As is apparent from the above description, according to the present invention, the amount of blood used for measurement can be reduced and the measurement operation can be simplified. Moreover, according to the present invention, it is possible to realize a biosensor that enables reliable component concentration measurement.

[Brief description of drawings]

FIG. 1 is a cross-sectional explanatory view showing a state in which a sensor unit is locked in an embodiment of a biosensor of the present invention.

FIG. 2 is a cross-sectional explanatory view showing a state where the sensor unit is unlocked in the embodiment of the biosensor of the present invention.

FIG. 3 is an exploded perspective view of a sensor unit according to the present embodiment.

FIG. 4 is a sectional view of a sensor unit according to the present embodiment.

FIG. 5 is a cross-sectional perspective view of the main body cover according to the present embodiment.

FIG. 6 is an equivalent circuit diagram of the present embodiment.

FIG. 7 is an exploded perspective view showing a modified example of the present invention.

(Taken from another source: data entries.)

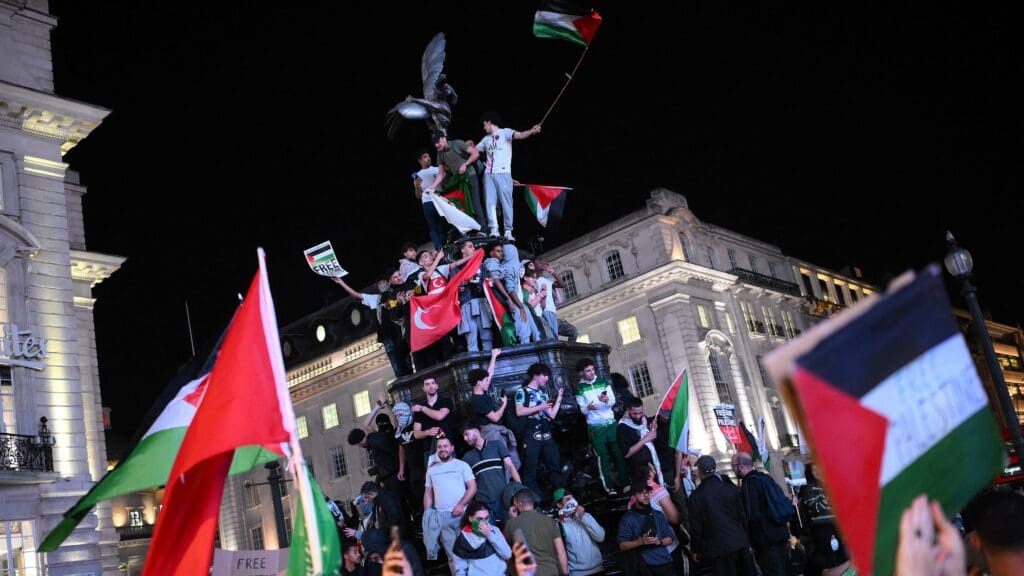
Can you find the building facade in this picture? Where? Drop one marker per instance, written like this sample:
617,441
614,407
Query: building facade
51,434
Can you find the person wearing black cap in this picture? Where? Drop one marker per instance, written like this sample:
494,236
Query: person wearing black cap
718,524
456,158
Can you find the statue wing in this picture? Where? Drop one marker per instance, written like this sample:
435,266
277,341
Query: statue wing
433,64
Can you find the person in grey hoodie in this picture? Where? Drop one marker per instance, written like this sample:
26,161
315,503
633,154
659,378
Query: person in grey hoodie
480,548
582,533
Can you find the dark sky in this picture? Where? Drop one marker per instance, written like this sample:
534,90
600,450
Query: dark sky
844,137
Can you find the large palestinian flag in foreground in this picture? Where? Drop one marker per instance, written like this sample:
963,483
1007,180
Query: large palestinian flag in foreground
565,21
891,403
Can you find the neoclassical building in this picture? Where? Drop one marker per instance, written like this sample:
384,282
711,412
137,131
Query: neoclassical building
51,435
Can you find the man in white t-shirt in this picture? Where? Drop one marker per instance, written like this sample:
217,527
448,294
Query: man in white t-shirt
496,149
422,178
450,486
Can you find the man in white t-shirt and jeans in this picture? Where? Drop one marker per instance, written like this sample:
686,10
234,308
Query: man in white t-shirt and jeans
496,149
450,486
421,179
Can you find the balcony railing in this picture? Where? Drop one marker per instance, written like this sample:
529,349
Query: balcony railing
751,277
135,532
18,452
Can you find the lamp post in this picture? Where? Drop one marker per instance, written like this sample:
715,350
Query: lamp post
958,264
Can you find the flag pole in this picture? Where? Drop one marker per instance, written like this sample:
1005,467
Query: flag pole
566,85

FIG. 8 is an exploded perspective view showing a modified example of the present invention.

[Explanation of symbols]

 1 biosensor 2 sensor unit 3 sensor main body 4 main body cover 5 needle 9 counter electrode 9A counter electrode connector 10A blood introduction space 11 working electrode 11A working electrode connector 12 enzyme immobilization layer 13 unit fixing piston 13A compression coil spring 14 switch mechanism 17A Contact plate for counter electrode 17B Contact plate for working electrode

Claims (5)

[Claims] 1. A sampling needle having a test liquid introducing passage, a test liquid introducing space communicating with the test liquid introducing passage, and a counter electrode and a working electrode provided on opposite surfaces of the test liquid introducing space. And a sensor unit having: 2. A sensor main body in which a unit insertion space for inserting the sensor unit and a spring for urging the sensor unit are arranged, and the sensor unit is provided with the spring from an opening of the unit insertion space to a predetermined position. Locking means for locking the sensor unit in a state of being inserted against a force, and when the locking state of the locking means attached to the opening side of the unit insertion space of the sensor unit is released. The biosensor according to claim 1, further comprising: a main body cover that allows only the sampling needle of the sensor unit to project outward. 3. A connector member is arranged on the inner wall of the main body cover or the sensor main body so as to individually contact the counter electrode and the working electrode of the sensor unit with the sampling needle of the sensor unit protruding. The biosensor according to claim 2, wherein: 4. The enzyme-immobilized layer containing an enzyme that causes an enzyme reaction with a substrate in a test solution, or an enzyme immobilization layer containing the enzyme and a mediator is formed on the working electrode. Item 4. The biosensor according to any one of Item 3. 5. The unit fixing piston for detachably mounting the sensor unit is fixed to the other end of the spring, and one end of the spring is fixed to the sensor body side. The biosensor according to any one of claims 1 to 4.